Katina and Kyle Connaughton

Kyle and Katina Connaughton are the couple behind SingleThread, a source-focused, farm-driven restaurant and inn concept that offers time-honored preparations of seasonally inspired cuisine and a uniquely curated taste of Sonoma Wine Country. Husband and wife are co-owners of this restaurant in Healdsburg (California), awarded with three Michelin stars in 2018, where Kyle is in charge of the kitchen and Katina leads the farm where most of their produce is grown. Kyle began his culinary career in Los Angeles with an apprenticeship at one of the oldest Japanese restaurants in the city and continued training in both pastry and savory at other famous restaurants. This was followed by several years cooking in Japan for the chef Michel Bras and in numerous traditional Japanese cuisine restaurants. In 2006, Kyle joined Heston Blumenthal to become the Head Chef of Research and Development for the Fat Duck Experimental Kitchen. He is a co-developer of the Culinary Science Bachelors Degree program for the CIA, and co-author of the book Donabe – Classic and Modern Japanese Clay Pot Cooking.

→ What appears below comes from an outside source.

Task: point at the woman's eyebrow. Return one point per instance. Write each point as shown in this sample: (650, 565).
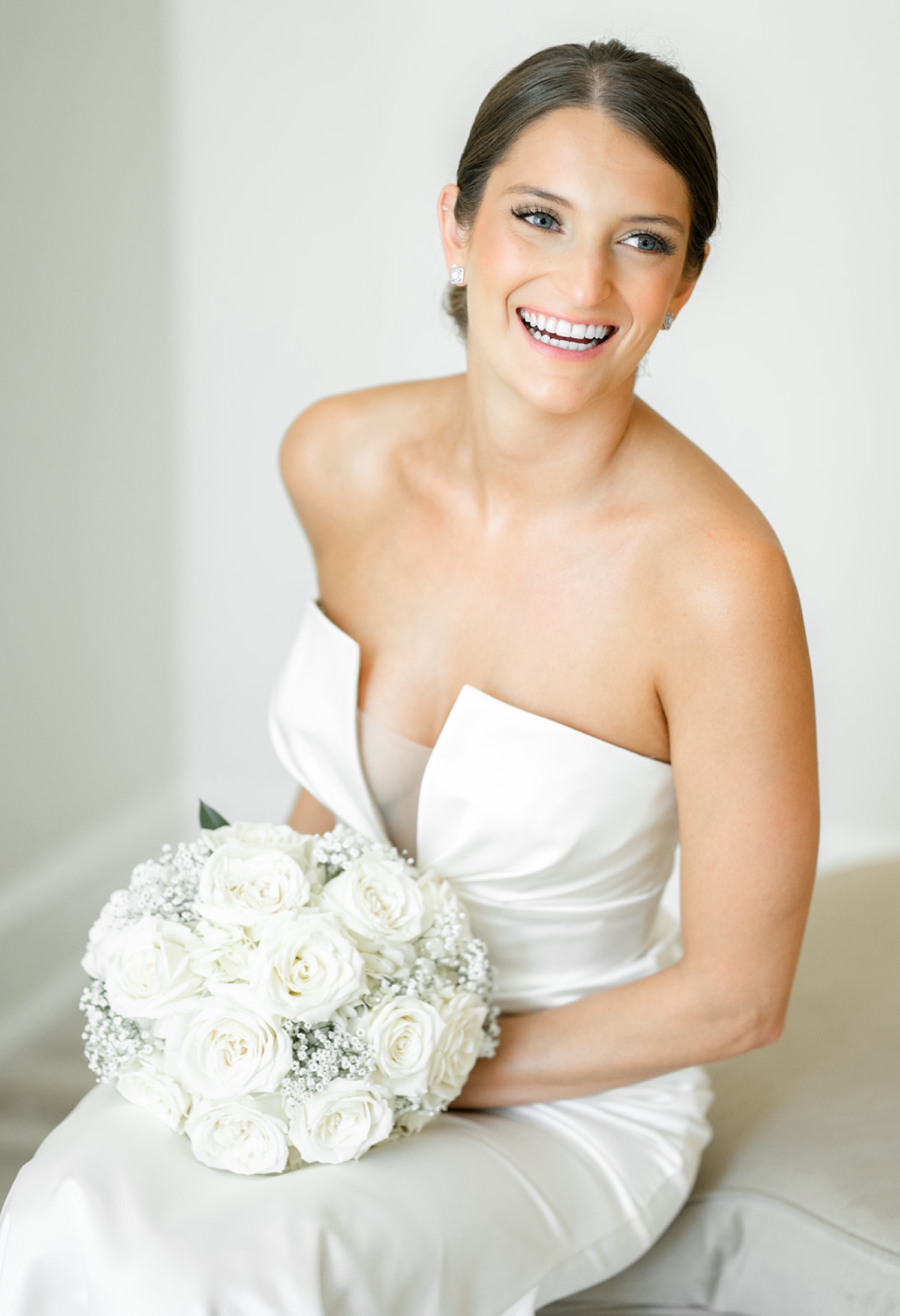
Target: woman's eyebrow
(561, 200)
(657, 219)
(537, 191)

Katina heads the five acre farm property, greenhouses, heirloom orchards, bee hives, and livestock as well as the foraging program and floral department. She began her first foray into farming while living in a rural agricultural community in Hokkaido, Japan. She continued culinary gardening on a Victorian estate property in England before moving to Sonoma to complete her coursework in Sustainable Agriculture and Horticulture. Katina was greenhouse manager for the Ag Program of Santa Rosa Junior College and has farmed at Davis Family Winery and The Barlow. Kyle and Katina also founded in 2014 the culinary development firm Pilot R+D.